In canine species, types D and E nuclear stages are probably observed in good quality oocytes, which are originated from the largest follicles present in anoestrous ovaries, and can be used as a marker of good quality oocyte.
Our results indicated that only few oocytes originated from anoestrous ovaries and in vitro matured will present a chromatin configuration close to the ‘in vivo type’. This may be linked to the profound immaturity of anoestrous canine oocytes and/or to the maturation conditions that are not favourable to induce a complete meiotic maturation.
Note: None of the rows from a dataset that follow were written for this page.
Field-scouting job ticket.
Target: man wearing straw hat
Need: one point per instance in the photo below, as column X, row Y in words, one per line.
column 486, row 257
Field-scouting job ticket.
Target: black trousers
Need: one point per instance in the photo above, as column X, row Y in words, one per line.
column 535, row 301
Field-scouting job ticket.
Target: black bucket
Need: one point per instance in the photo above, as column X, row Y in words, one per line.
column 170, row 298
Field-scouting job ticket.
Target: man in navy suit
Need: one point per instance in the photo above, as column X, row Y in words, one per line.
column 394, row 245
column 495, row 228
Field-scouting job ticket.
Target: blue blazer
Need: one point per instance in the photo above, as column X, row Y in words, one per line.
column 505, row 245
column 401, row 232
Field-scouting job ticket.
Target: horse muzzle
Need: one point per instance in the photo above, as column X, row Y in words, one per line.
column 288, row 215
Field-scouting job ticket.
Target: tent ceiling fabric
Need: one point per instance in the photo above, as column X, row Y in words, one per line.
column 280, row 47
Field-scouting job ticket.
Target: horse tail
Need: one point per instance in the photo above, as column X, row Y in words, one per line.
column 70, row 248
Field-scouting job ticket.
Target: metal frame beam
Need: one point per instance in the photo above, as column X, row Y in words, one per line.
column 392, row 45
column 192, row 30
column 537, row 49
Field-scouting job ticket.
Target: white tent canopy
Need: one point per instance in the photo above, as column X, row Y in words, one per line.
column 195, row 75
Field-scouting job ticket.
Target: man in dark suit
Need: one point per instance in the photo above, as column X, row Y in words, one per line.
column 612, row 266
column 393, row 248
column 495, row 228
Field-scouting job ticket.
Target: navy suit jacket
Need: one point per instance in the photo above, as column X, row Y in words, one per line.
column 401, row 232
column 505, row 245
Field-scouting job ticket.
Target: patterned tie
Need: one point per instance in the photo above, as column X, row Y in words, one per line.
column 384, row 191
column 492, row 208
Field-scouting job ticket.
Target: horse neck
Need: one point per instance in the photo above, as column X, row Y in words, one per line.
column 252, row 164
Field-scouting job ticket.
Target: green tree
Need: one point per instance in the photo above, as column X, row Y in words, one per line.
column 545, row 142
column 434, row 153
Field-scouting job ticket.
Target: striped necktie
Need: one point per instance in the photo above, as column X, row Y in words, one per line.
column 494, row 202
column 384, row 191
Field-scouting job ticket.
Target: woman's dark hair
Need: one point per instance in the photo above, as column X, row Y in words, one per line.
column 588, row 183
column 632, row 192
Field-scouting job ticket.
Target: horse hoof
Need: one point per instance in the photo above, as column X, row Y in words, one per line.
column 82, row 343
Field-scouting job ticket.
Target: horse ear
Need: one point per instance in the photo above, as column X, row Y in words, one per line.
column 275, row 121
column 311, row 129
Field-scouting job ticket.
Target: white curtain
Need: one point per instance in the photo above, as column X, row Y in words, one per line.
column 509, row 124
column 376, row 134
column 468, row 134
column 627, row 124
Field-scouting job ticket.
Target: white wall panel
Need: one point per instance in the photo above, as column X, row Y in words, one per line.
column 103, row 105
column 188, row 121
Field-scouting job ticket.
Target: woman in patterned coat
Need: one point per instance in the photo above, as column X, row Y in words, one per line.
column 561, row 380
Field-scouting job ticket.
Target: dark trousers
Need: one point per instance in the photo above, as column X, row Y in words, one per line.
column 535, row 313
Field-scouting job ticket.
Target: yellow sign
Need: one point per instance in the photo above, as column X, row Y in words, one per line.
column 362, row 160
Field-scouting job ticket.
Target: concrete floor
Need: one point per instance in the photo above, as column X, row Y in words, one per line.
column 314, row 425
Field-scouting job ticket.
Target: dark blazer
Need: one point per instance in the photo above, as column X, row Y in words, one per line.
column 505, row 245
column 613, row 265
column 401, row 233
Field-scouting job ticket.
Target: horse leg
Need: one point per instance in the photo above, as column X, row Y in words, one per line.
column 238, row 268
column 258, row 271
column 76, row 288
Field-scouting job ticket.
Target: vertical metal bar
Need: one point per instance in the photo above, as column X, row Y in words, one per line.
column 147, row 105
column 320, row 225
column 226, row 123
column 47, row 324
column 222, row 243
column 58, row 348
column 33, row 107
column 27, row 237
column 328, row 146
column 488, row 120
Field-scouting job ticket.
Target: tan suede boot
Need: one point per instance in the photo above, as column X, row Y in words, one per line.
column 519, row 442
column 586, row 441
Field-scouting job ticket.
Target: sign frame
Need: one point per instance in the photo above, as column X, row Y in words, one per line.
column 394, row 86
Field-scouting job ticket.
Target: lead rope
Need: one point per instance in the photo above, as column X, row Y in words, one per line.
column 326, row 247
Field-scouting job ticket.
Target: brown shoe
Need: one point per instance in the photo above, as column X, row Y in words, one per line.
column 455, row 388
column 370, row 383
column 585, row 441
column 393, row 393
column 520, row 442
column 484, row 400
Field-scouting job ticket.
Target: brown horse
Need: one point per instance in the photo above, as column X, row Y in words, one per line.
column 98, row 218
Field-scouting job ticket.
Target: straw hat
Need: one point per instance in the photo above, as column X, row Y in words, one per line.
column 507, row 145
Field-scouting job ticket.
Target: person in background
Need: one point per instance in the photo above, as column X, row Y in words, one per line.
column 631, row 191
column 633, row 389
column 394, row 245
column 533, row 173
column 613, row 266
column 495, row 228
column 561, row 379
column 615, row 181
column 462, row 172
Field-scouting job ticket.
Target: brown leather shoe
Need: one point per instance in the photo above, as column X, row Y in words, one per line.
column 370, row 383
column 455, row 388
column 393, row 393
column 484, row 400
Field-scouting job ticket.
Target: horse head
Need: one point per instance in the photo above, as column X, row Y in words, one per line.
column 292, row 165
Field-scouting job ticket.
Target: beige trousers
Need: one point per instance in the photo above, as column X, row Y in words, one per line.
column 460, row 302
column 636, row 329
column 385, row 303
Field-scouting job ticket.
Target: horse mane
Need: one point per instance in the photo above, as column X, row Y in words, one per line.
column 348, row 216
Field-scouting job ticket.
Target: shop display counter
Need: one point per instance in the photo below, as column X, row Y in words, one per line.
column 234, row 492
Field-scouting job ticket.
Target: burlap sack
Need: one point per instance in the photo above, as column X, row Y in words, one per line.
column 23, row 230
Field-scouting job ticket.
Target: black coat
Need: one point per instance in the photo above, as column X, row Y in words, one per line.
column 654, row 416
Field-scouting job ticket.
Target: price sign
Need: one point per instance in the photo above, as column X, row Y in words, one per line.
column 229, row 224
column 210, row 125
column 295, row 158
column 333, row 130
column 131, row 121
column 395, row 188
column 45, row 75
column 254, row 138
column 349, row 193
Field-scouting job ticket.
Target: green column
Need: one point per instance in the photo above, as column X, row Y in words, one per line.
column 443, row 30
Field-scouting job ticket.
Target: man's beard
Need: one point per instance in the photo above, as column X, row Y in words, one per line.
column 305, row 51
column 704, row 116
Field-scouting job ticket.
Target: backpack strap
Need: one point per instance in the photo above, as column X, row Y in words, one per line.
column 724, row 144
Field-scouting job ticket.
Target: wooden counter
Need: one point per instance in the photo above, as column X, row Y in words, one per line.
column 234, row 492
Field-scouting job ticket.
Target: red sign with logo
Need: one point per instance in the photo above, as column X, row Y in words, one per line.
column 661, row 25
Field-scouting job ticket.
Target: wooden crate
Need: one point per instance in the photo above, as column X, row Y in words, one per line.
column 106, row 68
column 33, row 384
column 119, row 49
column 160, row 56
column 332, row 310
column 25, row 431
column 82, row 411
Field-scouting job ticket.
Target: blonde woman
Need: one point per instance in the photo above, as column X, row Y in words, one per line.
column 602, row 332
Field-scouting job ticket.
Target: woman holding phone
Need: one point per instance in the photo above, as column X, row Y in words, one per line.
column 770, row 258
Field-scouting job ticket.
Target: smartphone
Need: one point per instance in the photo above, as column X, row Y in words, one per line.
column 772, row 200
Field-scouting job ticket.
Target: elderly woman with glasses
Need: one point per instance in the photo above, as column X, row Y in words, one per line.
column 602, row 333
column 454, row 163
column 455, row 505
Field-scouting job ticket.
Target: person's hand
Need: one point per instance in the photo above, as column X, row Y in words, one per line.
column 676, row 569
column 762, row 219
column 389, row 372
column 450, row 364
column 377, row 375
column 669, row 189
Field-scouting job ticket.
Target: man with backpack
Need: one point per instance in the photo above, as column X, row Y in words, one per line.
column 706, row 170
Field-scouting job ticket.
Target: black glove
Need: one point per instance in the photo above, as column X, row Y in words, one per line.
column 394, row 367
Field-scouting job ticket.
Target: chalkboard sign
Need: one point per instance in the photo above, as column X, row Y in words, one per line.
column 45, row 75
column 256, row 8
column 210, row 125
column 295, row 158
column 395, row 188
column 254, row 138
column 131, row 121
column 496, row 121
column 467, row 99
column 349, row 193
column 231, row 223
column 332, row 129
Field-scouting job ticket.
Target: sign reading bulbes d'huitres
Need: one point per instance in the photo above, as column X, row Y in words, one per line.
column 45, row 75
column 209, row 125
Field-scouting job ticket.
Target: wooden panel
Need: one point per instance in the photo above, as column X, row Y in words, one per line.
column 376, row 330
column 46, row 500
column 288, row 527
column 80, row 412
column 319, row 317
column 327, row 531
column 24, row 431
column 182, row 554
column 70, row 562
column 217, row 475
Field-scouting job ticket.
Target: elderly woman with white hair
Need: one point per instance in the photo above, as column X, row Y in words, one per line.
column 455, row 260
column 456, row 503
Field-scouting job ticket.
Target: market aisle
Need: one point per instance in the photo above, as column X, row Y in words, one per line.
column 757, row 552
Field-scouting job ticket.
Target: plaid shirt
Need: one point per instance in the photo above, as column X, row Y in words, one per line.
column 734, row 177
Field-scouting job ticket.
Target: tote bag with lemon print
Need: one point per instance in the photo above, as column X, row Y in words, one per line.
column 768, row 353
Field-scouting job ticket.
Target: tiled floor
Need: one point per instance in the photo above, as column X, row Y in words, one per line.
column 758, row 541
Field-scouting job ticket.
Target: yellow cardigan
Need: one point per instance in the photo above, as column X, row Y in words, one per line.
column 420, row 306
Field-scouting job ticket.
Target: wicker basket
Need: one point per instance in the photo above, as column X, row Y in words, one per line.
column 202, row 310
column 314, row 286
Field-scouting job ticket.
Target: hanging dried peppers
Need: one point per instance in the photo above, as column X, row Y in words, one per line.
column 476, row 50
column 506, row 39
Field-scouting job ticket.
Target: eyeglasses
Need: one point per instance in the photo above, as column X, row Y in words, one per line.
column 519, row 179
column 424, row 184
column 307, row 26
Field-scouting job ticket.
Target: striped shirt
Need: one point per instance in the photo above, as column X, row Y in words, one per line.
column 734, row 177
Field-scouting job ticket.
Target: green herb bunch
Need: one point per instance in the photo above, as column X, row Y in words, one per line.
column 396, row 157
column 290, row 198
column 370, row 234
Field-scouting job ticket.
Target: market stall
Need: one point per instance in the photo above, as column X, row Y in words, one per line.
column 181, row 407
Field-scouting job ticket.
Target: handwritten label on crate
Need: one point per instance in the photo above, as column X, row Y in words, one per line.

In the mouse, immature GV oocytes are able to reach MII stage without following the ‘classical’ pathway NSN-SN (Debey et al. 1993), which indicates that several pathways of maturation may occur. As a consequence, it is not possible to determine whether canine oocytes classified as types A, B or C could resume meiosis to MII stage.
The authors express their gratitude to Marc Chodkiewicz for careful review of the manuscript.
Conflicts of interest
None of the authors have any conflicts of interest to declare.
K. Reynaud, S. Chastant-Maillard designed the research and wrote the paper. M. Chebrout, C. Tanguy-Dezaux and G. de la Villéon carried out the laboratory experiments and analyzed the data.